For determination of PK, formulations were provided by Lexaria Bioscience Corp. (Kelowna, BC). DehydraTECH™ delivery technology includes a patented process by which long-chain fatty acids, high in oleic acid, are associated with CBD through a dehydration procedure. This technology is theorized to improve uptake of CBD by bypassing (or reducing) first-pass liver metabolism, allowing for higher concentrations of CBD to enter the circulatory system. Formulations tested in the present study differed in the type and quantity of long- and medium-chain fatty acids, and incorporation of certain adjunct/carrier ingredients, as well as the processing conditions applied in their production; their approximate compositions are described in pending and issued DehydraTECH™ patents. Analytical stock solutions (1.00 mg/mL of the free drug, CBD) were prepared in dimethylsulfoxide (DMSO) using nominal concentrations.

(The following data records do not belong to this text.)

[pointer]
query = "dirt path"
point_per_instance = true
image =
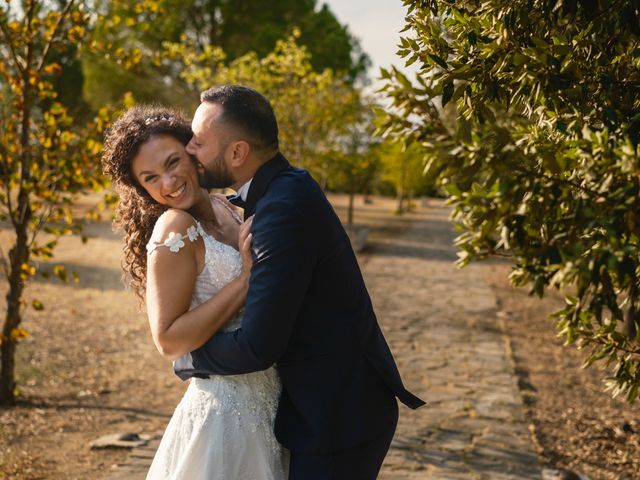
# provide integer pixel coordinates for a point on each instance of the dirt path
(441, 325)
(90, 368)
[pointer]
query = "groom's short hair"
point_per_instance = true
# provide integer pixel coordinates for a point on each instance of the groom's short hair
(248, 112)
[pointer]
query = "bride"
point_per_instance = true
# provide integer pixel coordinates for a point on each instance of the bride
(189, 256)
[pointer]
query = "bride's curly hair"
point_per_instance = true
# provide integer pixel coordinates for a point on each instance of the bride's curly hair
(137, 212)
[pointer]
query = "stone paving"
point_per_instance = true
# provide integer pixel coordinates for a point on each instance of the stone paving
(442, 326)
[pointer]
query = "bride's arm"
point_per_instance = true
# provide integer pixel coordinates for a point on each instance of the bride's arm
(171, 277)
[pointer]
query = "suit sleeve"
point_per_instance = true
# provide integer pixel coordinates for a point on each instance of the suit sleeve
(285, 254)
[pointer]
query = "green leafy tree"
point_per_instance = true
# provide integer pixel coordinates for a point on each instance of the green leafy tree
(403, 167)
(46, 160)
(542, 163)
(314, 110)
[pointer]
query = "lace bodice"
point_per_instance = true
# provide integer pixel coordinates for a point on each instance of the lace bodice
(222, 263)
(223, 427)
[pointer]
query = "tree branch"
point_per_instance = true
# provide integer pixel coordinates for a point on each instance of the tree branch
(16, 58)
(56, 30)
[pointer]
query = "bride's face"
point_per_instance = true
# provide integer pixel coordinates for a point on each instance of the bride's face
(165, 170)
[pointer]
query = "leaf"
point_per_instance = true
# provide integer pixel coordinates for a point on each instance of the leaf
(447, 92)
(439, 61)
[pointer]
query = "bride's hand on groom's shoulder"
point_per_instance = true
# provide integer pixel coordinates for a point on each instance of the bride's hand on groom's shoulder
(244, 242)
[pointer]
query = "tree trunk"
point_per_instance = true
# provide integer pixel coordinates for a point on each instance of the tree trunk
(351, 196)
(400, 208)
(19, 255)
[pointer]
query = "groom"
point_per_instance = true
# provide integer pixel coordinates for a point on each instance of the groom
(307, 310)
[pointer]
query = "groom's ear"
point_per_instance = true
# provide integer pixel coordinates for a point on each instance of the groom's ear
(239, 153)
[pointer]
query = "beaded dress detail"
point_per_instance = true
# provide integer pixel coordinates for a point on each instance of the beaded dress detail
(222, 429)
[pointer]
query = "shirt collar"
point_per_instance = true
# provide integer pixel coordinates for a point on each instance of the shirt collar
(244, 190)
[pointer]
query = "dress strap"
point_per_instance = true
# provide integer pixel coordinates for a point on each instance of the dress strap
(225, 204)
(176, 240)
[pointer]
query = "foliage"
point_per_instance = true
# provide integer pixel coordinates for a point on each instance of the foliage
(403, 166)
(235, 28)
(314, 110)
(542, 162)
(46, 160)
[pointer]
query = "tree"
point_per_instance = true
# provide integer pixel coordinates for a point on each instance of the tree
(236, 28)
(314, 110)
(403, 167)
(45, 159)
(542, 163)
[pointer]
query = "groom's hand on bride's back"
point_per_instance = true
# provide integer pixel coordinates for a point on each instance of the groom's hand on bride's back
(244, 245)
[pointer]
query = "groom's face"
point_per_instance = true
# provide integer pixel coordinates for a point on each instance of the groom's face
(209, 145)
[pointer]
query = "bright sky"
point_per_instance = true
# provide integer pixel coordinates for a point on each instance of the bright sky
(377, 24)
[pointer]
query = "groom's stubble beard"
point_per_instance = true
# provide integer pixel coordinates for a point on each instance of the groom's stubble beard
(217, 177)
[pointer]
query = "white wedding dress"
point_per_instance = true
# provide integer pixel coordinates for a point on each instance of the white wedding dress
(222, 429)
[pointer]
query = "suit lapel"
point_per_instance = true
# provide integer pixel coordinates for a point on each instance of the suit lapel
(261, 181)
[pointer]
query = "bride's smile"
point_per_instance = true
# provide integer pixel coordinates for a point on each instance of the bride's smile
(167, 172)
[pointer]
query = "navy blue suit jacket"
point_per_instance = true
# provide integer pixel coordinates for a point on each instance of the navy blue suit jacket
(307, 311)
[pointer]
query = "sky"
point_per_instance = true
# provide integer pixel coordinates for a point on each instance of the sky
(377, 24)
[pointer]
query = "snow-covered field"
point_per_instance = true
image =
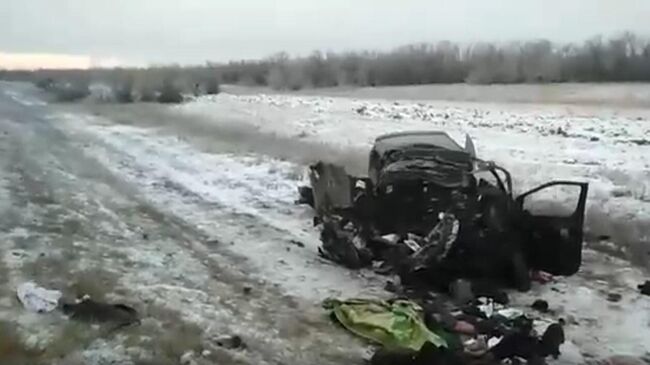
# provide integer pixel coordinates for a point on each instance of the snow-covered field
(248, 200)
(245, 201)
(609, 148)
(218, 178)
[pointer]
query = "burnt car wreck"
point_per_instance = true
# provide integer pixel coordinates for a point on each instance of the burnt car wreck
(431, 212)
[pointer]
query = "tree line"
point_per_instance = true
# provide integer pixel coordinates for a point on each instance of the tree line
(622, 58)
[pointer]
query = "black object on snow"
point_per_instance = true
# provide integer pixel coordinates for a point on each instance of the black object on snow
(645, 288)
(540, 305)
(91, 311)
(614, 297)
(418, 179)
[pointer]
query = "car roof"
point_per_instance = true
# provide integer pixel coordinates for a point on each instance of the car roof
(402, 139)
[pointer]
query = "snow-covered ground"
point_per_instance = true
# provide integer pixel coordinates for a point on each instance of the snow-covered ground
(608, 148)
(247, 203)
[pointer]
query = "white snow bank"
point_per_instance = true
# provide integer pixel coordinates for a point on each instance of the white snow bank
(536, 143)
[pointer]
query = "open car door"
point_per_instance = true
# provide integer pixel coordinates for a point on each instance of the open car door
(332, 187)
(553, 243)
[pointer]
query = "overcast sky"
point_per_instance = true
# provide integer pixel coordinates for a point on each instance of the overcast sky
(198, 30)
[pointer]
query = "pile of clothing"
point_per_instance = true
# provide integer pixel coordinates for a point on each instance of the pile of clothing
(480, 332)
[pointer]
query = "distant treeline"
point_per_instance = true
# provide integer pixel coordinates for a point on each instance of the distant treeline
(621, 58)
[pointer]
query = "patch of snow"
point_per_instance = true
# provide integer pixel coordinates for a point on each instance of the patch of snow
(245, 202)
(535, 143)
(248, 200)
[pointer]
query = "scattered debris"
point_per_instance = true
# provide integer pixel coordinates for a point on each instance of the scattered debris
(614, 297)
(230, 342)
(540, 305)
(297, 243)
(37, 299)
(187, 358)
(640, 142)
(393, 324)
(441, 220)
(453, 222)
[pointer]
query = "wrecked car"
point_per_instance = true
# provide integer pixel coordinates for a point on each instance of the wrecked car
(430, 210)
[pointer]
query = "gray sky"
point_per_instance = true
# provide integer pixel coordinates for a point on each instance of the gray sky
(198, 30)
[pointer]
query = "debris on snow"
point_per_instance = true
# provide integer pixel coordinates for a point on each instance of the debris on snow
(37, 299)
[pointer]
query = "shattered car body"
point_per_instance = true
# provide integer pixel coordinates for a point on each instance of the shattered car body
(447, 208)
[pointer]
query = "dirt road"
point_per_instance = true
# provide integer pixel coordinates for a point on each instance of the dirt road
(69, 223)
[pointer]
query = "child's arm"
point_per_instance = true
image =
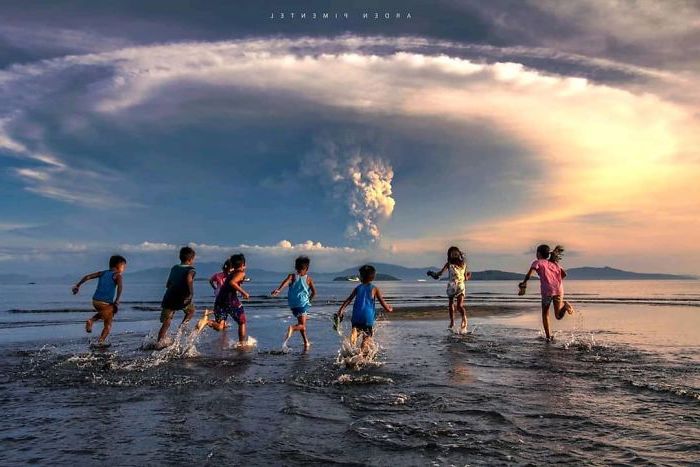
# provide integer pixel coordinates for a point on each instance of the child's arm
(89, 277)
(312, 288)
(236, 284)
(380, 297)
(190, 283)
(436, 275)
(346, 302)
(282, 285)
(527, 276)
(118, 280)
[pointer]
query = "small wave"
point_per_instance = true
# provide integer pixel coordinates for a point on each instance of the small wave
(686, 393)
(50, 310)
(347, 379)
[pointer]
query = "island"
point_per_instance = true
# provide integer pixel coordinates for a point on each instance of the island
(379, 277)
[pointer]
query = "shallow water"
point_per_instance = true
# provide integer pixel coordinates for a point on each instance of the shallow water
(620, 384)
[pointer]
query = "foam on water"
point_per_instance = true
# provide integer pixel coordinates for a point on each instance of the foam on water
(250, 344)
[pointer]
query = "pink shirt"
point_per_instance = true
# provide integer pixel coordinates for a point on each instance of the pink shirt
(550, 277)
(218, 279)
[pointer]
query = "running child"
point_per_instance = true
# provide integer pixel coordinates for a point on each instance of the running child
(105, 300)
(301, 292)
(551, 284)
(456, 266)
(363, 310)
(179, 292)
(218, 279)
(227, 302)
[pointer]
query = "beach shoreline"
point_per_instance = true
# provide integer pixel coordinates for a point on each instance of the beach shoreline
(434, 312)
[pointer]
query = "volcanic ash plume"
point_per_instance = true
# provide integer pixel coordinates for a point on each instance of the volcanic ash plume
(363, 181)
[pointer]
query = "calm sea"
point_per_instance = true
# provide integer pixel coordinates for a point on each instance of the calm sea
(620, 383)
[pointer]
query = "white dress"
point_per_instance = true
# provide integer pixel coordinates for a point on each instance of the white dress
(455, 282)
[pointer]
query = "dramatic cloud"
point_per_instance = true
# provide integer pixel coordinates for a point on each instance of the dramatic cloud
(598, 146)
(283, 247)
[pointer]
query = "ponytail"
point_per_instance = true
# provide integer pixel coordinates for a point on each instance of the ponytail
(556, 254)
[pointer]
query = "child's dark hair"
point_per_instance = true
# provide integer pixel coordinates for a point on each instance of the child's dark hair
(302, 262)
(552, 255)
(116, 260)
(455, 256)
(186, 254)
(367, 273)
(237, 260)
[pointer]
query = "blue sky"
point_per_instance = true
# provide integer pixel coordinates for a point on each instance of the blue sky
(496, 126)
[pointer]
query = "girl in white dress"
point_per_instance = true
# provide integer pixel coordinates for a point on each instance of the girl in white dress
(456, 266)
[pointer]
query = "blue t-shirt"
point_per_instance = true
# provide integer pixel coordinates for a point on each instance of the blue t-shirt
(298, 292)
(106, 287)
(363, 312)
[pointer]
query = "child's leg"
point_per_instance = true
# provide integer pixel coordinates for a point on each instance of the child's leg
(107, 317)
(545, 317)
(189, 313)
(242, 336)
(462, 311)
(452, 312)
(217, 325)
(97, 306)
(166, 317)
(301, 327)
(366, 343)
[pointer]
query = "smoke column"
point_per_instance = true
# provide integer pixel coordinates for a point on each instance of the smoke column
(361, 180)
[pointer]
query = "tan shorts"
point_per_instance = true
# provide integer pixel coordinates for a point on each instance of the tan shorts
(104, 307)
(556, 299)
(168, 314)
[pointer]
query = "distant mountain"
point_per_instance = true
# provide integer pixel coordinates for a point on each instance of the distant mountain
(399, 272)
(205, 270)
(353, 278)
(496, 275)
(608, 273)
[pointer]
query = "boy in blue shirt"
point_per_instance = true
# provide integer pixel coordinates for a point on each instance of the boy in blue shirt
(105, 300)
(363, 311)
(301, 292)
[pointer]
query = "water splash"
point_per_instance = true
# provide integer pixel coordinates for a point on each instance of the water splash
(353, 357)
(182, 345)
(249, 344)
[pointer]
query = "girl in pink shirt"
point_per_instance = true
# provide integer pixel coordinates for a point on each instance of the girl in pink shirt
(551, 284)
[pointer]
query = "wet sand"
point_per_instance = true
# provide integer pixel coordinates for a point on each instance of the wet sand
(441, 312)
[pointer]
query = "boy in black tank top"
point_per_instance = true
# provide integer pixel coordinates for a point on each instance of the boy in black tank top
(179, 292)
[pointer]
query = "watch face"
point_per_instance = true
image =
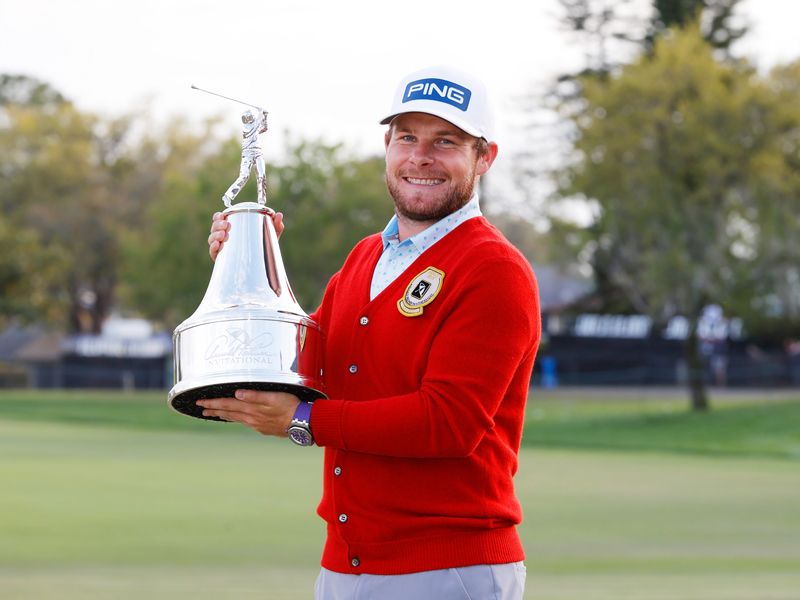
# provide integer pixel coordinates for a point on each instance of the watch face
(300, 436)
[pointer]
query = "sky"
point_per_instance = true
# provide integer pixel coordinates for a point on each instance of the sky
(323, 69)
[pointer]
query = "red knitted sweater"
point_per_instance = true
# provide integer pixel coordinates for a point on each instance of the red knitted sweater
(423, 425)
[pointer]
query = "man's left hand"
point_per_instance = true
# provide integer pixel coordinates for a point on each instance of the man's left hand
(269, 413)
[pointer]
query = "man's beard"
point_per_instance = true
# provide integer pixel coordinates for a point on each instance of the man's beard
(455, 198)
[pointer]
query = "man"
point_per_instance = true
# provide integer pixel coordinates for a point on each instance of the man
(431, 333)
(251, 154)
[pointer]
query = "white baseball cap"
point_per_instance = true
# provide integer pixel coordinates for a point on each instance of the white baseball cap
(449, 94)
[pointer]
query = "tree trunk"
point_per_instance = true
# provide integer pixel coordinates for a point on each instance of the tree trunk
(698, 395)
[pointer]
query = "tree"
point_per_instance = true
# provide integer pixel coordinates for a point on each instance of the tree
(681, 158)
(58, 183)
(330, 201)
(609, 27)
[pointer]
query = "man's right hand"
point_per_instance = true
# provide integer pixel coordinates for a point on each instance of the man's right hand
(220, 228)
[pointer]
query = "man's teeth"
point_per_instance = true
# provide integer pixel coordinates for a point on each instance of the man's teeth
(416, 181)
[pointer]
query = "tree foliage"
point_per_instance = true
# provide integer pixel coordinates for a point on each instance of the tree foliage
(329, 202)
(690, 167)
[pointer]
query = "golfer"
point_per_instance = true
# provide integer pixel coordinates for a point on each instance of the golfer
(431, 331)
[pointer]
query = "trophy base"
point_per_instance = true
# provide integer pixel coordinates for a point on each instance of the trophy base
(186, 402)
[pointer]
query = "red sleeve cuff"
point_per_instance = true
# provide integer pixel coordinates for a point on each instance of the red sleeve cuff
(326, 422)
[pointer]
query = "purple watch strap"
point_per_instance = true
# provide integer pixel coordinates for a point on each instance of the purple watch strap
(303, 413)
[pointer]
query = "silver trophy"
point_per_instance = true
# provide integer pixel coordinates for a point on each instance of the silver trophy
(249, 332)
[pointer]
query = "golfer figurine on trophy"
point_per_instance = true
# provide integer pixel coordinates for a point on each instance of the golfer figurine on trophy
(254, 122)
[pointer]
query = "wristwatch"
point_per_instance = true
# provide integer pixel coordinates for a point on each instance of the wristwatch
(300, 428)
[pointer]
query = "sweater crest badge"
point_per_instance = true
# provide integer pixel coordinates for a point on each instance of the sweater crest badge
(422, 290)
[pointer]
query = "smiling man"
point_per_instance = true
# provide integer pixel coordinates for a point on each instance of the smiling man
(431, 332)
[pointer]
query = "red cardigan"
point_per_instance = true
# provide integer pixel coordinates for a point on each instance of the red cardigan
(423, 425)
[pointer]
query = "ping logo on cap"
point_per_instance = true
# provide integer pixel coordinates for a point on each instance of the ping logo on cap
(439, 90)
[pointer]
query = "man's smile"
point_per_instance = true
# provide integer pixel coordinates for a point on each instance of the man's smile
(420, 181)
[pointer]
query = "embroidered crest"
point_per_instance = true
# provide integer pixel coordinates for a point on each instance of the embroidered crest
(420, 292)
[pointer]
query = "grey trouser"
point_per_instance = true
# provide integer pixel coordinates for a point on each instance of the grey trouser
(479, 582)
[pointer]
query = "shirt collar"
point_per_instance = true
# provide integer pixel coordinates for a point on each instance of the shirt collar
(429, 236)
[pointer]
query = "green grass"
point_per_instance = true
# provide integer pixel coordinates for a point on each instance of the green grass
(107, 495)
(738, 424)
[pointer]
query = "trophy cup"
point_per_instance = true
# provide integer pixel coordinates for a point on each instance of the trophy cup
(249, 332)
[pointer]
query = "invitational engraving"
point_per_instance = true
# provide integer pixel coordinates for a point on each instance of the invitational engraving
(237, 347)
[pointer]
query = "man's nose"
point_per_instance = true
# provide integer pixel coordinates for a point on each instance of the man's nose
(422, 154)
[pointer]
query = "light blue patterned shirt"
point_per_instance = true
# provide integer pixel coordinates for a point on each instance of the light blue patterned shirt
(397, 256)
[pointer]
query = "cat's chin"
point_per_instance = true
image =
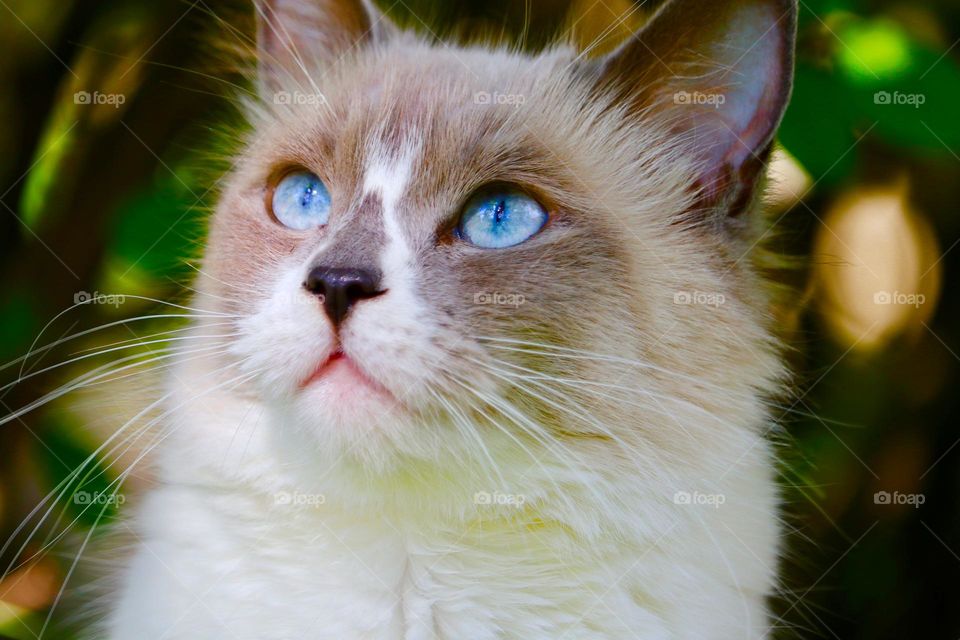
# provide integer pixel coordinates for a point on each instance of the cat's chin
(341, 389)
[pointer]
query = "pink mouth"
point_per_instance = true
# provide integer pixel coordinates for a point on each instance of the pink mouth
(340, 371)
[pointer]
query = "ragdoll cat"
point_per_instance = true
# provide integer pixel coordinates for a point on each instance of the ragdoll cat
(497, 355)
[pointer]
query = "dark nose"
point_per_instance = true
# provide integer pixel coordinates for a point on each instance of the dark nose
(342, 288)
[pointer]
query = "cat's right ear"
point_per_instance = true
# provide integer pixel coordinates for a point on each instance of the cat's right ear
(295, 37)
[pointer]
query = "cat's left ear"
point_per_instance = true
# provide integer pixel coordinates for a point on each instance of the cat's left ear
(293, 36)
(720, 72)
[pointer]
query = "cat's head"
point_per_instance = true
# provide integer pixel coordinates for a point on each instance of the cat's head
(432, 247)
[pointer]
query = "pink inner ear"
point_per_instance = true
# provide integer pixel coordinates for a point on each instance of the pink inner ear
(755, 91)
(735, 84)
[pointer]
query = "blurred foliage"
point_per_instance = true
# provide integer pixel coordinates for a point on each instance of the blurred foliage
(111, 197)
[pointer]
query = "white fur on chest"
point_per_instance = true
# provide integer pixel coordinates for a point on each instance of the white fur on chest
(231, 559)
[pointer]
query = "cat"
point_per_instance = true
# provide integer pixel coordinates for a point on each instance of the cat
(492, 355)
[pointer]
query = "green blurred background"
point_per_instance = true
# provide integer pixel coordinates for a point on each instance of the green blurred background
(110, 198)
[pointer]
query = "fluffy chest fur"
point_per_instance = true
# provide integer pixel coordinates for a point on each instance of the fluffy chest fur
(240, 545)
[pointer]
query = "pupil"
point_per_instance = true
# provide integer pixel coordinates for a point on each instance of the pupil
(500, 212)
(308, 194)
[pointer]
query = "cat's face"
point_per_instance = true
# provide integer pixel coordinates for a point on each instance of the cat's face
(419, 238)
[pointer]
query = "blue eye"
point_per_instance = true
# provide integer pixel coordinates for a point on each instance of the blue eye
(301, 201)
(501, 219)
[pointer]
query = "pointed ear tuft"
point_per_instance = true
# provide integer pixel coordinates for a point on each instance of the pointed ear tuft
(720, 72)
(294, 35)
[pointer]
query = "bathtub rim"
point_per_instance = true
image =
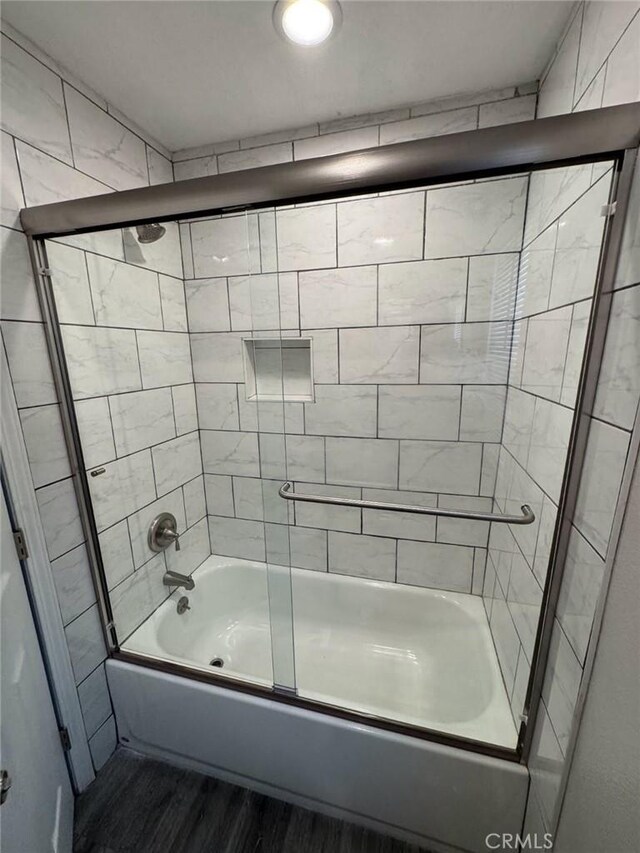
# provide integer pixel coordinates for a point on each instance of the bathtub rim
(290, 697)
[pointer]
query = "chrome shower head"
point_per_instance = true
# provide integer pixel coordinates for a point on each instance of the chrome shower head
(150, 232)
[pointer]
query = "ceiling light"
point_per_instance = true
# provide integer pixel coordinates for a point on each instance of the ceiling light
(306, 22)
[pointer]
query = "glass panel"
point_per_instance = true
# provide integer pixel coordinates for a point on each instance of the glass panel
(419, 347)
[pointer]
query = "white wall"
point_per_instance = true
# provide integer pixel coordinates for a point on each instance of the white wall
(600, 810)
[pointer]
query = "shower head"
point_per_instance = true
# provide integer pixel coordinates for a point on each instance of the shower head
(150, 232)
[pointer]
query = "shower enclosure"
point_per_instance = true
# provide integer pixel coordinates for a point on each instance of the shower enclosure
(355, 384)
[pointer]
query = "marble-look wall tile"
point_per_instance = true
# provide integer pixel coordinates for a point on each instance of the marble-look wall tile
(264, 301)
(492, 287)
(32, 102)
(86, 643)
(379, 355)
(434, 565)
(475, 219)
(19, 297)
(104, 148)
(381, 230)
(124, 295)
(141, 419)
(96, 434)
(217, 406)
(235, 537)
(29, 364)
(482, 415)
(176, 462)
(219, 495)
(424, 127)
(172, 301)
(225, 246)
(138, 596)
(546, 352)
(306, 237)
(577, 253)
(340, 297)
(73, 582)
(335, 143)
(467, 353)
(126, 485)
(208, 305)
(140, 521)
(95, 700)
(70, 281)
(217, 357)
(619, 379)
(101, 361)
(600, 483)
(362, 462)
(46, 448)
(184, 408)
(430, 412)
(230, 453)
(195, 505)
(115, 548)
(362, 556)
(11, 197)
(340, 410)
(165, 358)
(440, 466)
(343, 518)
(422, 292)
(60, 518)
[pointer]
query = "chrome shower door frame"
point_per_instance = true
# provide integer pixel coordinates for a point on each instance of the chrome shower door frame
(611, 134)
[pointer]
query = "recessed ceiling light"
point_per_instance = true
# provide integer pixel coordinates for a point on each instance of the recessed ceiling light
(307, 22)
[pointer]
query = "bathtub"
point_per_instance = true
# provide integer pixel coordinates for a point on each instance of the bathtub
(406, 654)
(416, 656)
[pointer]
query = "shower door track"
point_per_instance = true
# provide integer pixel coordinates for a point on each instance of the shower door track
(611, 134)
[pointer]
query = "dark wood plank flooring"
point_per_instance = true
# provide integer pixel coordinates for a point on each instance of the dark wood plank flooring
(138, 805)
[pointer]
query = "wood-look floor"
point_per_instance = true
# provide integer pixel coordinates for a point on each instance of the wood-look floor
(139, 805)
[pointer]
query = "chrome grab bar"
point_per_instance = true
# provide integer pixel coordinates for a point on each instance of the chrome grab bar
(527, 516)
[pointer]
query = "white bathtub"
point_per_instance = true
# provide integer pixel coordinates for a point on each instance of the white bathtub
(404, 653)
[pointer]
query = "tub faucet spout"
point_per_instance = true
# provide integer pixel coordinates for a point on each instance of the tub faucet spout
(176, 579)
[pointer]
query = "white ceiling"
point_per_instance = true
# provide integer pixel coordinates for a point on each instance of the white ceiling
(192, 72)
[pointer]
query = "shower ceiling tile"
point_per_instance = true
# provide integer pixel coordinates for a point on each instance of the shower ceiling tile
(474, 219)
(381, 230)
(422, 292)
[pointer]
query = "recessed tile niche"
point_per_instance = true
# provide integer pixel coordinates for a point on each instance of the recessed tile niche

For determination of efficacy, CBDtech (mean potency = 29.73 mg/g) and vehicle were provided by Lexaria Bioscience Corp. (Kelowna, BC) as powdered compounds, and were stored at 2 to 8˚C protected from light. Once diluted in sterile water, working solutions (5 mg/mL) were stored at 2 to 8˚C or on wet ice for ≤ 12 h. Epidiolex® (100 mg/mL CBD) was purchased from SunSource Pharmaceuticals (Malvern, PA) as a liquid solution, and was stored at ambient temperature and used within 12 weeks of opening.

Animals

Male Sprague Dawley rats for the PK (286–315 g body weight) and efficacy (4–6 weeks of age; 94.5–250.6 g body weight) studies were acquired from Charles River Laboratories (Wilmington, MA) and were quarantined for a minimum of seven days following arrival at the testing facility.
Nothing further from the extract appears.